DeCLIP (https://arxiv.org/pdf/2110.05208) (ICLR 2022)
- Title: Supervision Exists Everywhere: A Data Efficient Contrastive Language-Image Pre-training Paradigm
- Limitation of CLIP = Data-hungry & requires 400M image-text pairs
  
  \(\rightarrow\) DeCLIP (Data efficient CLIP) solves this issue!
- Key Idea:
  - Effective pre-training on limited data
  - Utilize the supervision among the image-text pair
- Instead of using the single image-text contrastive supervision…
  - (1) Self-supervision within each modality
  - (2) Multi-view supervision across modalities
  - (3) Nearest-neighbor supervision from other similar pairs

OTTER (https://arxiv.org/pdf/2112.09445) (ICLR 2022)
- Title: Data Efficient Language-supervised Zero-shot Recognition with Optimal Transport Distillation
- Limitation of CLIP = Data-hungry & requires 400M image-text pairs
  
  \(\rightarrow\) Due to the fact that the image-text pairs are noisy!
- Solution: OTTER (Optimal TransporT distillation for Efficient zero-shot Recognition)
- How?
  - Optimal transport to pseudo-pair images and texts
  - Trained with only 3M

ZeroVL (https://arxiv.org/pdf/2112.09331) (ECCV 2022)
- Title: Contrastive Vision-Language Pre-training with Limited Resources
- Limited data resource via debiased data sampling & data augmentation

(3) Across various semantic levels

FILIP (https://arxiv.org/pdf/2111.07783) (ICLR 2022)
- Title: FILIP: Fine-grained Interactive Language-Image Pre-Training
- (Local) Region-word alignment into CL \(\rightarrow\) Fine-grained!!
- Token-wise maximum similarity

Average token-wise maximum similarity

(\(n_1\): # of image tokens & \(n_2\): # of text tokens)
- Similarity of the \(i\)-th image to the \(j\)-th text: \(s_{i, j}^I\left(\boldsymbol{x}_i^I, \boldsymbol{x}_j^T\right)\)
  - \(s_{i, j}^I\left(\boldsymbol{x}_i^I, \boldsymbol{x}_j^T\right)=\frac{1}{n_1} \sum_{k=1}^{n_1}\left[f_\theta\left(\boldsymbol{x}_i^I\right)\right]_k^{\top}\left[g_\phi\left(\boldsymbol{x}_j^T\right)\right]_{m_k^I}\).
    
    where \(m_k^I=\arg \max _{0 \leq r<n_2}\left[f_\theta\left(\boldsymbol{x}_i^I\right)\right]_k^{\top}\left[g_\phi\left(\boldsymbol{x}_j^T\right)\right]_r\).
- Similarity of the \(j\)-th text to the \(i\)-th image: \(s_{i, j}^T\left(\boldsymbol{x}_i^I, \boldsymbol{x}_j^T\right)\)
  - \(s_{i, j}^T\left(\boldsymbol{x}_i^I, \boldsymbol{x}_j^T\right)=\frac{1}{n_2} \sum_{k=1}^{n_2}\left[f_\theta\left(\boldsymbol{x}_i^I\right)\right]_{m_k^T}^{\top}\left[g_\phi\left(\boldsymbol{x}_j^T\right)\right]_k\).
    
    where \(m_k^T=\arg \max _{0 \leq r<n_1}\left[f_\theta\left(\boldsymbol{x}_i^I\right)\right]_r^{\top}\left[g_\phi\left(\boldsymbol{x}_j^T\right)\right]_k\).

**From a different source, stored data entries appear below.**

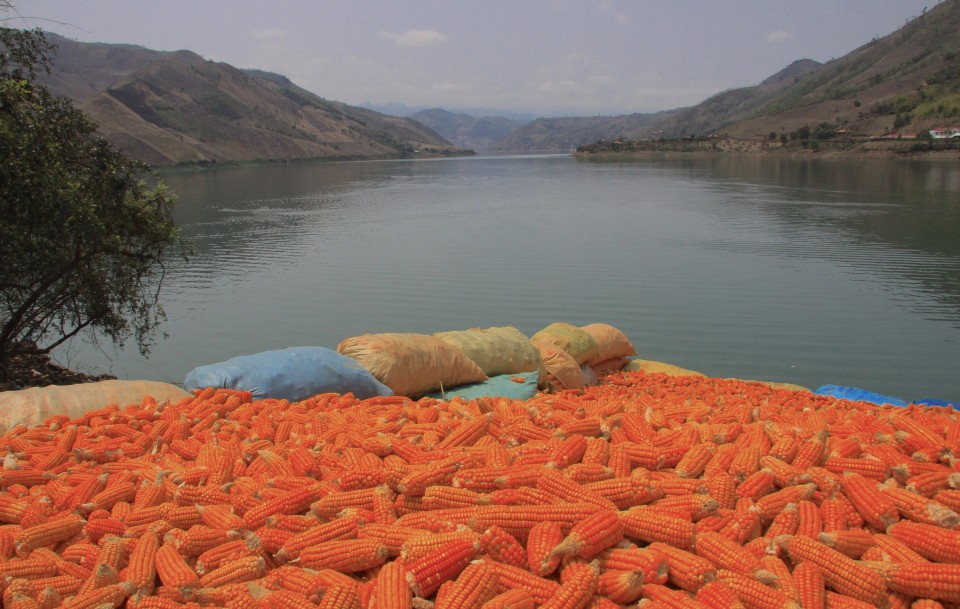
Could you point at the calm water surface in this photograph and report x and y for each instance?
(806, 271)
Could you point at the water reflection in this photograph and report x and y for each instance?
(804, 270)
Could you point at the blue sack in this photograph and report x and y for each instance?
(294, 374)
(496, 386)
(859, 395)
(933, 402)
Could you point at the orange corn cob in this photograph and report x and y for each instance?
(476, 584)
(427, 573)
(811, 585)
(625, 493)
(718, 595)
(876, 508)
(927, 580)
(173, 569)
(238, 570)
(591, 535)
(519, 519)
(757, 484)
(685, 570)
(851, 542)
(340, 596)
(751, 592)
(579, 582)
(425, 542)
(293, 502)
(644, 525)
(555, 482)
(109, 596)
(511, 577)
(544, 537)
(664, 597)
(932, 542)
(725, 553)
(810, 523)
(621, 587)
(653, 564)
(503, 547)
(47, 533)
(920, 509)
(391, 590)
(841, 572)
(337, 529)
(772, 504)
(344, 555)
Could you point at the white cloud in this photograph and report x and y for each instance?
(416, 38)
(779, 36)
(269, 34)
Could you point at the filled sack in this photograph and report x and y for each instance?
(32, 406)
(293, 374)
(412, 364)
(563, 372)
(499, 350)
(576, 342)
(612, 344)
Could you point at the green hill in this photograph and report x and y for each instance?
(176, 107)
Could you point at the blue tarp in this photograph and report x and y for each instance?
(496, 386)
(859, 395)
(933, 402)
(291, 374)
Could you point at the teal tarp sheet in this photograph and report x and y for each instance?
(858, 395)
(495, 386)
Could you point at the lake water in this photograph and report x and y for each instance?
(809, 271)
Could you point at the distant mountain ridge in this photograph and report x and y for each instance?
(908, 81)
(475, 133)
(173, 107)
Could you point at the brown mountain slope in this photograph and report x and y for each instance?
(177, 107)
(908, 81)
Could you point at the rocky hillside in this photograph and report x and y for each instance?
(906, 82)
(176, 107)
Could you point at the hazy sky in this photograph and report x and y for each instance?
(543, 57)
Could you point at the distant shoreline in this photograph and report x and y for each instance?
(905, 149)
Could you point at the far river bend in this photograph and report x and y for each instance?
(809, 271)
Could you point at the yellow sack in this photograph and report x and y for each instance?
(503, 350)
(411, 364)
(651, 366)
(611, 342)
(563, 372)
(31, 407)
(576, 342)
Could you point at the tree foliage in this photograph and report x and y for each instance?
(83, 235)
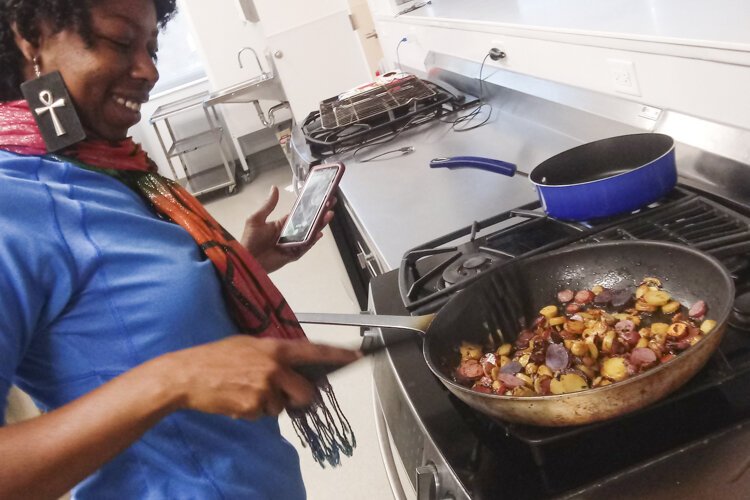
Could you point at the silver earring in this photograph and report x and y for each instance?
(37, 70)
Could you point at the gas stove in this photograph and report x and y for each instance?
(653, 453)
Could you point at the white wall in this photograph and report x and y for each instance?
(221, 33)
(690, 57)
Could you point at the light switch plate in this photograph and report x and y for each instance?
(623, 76)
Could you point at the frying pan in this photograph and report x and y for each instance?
(509, 294)
(597, 179)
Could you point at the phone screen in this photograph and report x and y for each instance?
(310, 202)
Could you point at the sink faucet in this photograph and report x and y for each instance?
(257, 60)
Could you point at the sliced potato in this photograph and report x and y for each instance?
(548, 311)
(557, 320)
(504, 350)
(575, 326)
(670, 307)
(615, 369)
(608, 340)
(657, 298)
(708, 325)
(566, 383)
(470, 351)
(527, 380)
(677, 330)
(659, 328)
(579, 348)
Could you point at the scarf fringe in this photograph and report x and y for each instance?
(327, 434)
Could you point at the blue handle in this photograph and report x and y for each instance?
(489, 164)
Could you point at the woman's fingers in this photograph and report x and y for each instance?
(251, 377)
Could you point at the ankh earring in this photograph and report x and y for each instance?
(53, 109)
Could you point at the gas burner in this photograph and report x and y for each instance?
(740, 317)
(464, 268)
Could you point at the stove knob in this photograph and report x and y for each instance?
(427, 482)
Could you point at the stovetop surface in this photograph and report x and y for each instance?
(533, 462)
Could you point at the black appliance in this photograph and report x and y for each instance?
(376, 114)
(657, 452)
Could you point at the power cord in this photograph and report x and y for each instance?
(414, 7)
(404, 150)
(470, 117)
(398, 56)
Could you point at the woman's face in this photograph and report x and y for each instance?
(110, 79)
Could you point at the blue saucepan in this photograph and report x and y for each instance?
(597, 179)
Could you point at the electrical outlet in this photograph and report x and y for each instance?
(498, 44)
(623, 76)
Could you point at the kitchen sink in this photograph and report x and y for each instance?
(262, 87)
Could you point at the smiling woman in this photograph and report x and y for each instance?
(156, 343)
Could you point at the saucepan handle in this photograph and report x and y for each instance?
(489, 164)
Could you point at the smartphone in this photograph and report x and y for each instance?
(304, 220)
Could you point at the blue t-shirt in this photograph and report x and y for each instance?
(93, 283)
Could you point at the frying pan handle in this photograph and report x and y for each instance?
(489, 164)
(415, 323)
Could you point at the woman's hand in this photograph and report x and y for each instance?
(248, 377)
(260, 235)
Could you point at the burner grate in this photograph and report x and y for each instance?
(696, 222)
(341, 112)
(684, 217)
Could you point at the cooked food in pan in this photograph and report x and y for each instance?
(587, 339)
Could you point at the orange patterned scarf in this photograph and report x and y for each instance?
(256, 305)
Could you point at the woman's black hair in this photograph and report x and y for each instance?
(27, 15)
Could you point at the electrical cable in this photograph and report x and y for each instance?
(398, 56)
(477, 111)
(404, 150)
(414, 7)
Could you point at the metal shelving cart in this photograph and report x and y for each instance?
(206, 180)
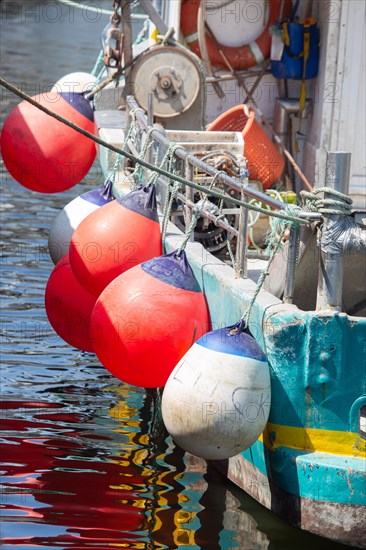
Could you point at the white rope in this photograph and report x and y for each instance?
(95, 9)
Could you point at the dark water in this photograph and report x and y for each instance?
(83, 465)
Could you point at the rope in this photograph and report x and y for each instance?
(278, 230)
(98, 10)
(281, 214)
(98, 64)
(340, 205)
(168, 208)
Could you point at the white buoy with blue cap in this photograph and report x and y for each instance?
(69, 218)
(216, 401)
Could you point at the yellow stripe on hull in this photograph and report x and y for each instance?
(314, 440)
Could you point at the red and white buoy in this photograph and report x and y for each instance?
(69, 218)
(114, 238)
(43, 154)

PyramidCLIP (https://arxiv.org/pdf/2204.14095) (NeurIPS 2022)
- (Real world) Text description = suffer from the semantic mismatch and the mutual compatibility.
- Key point: Multiple semantic levels
- Solution: Performs both “cross-level” and “peer-level” CL
  - Input pyramid with different semantic levels for each modality
  - Aligns visual elements and linguistic elements via ..
    - (1) Peer-level semantics alignment
    - (2) Cross-level relation alignment.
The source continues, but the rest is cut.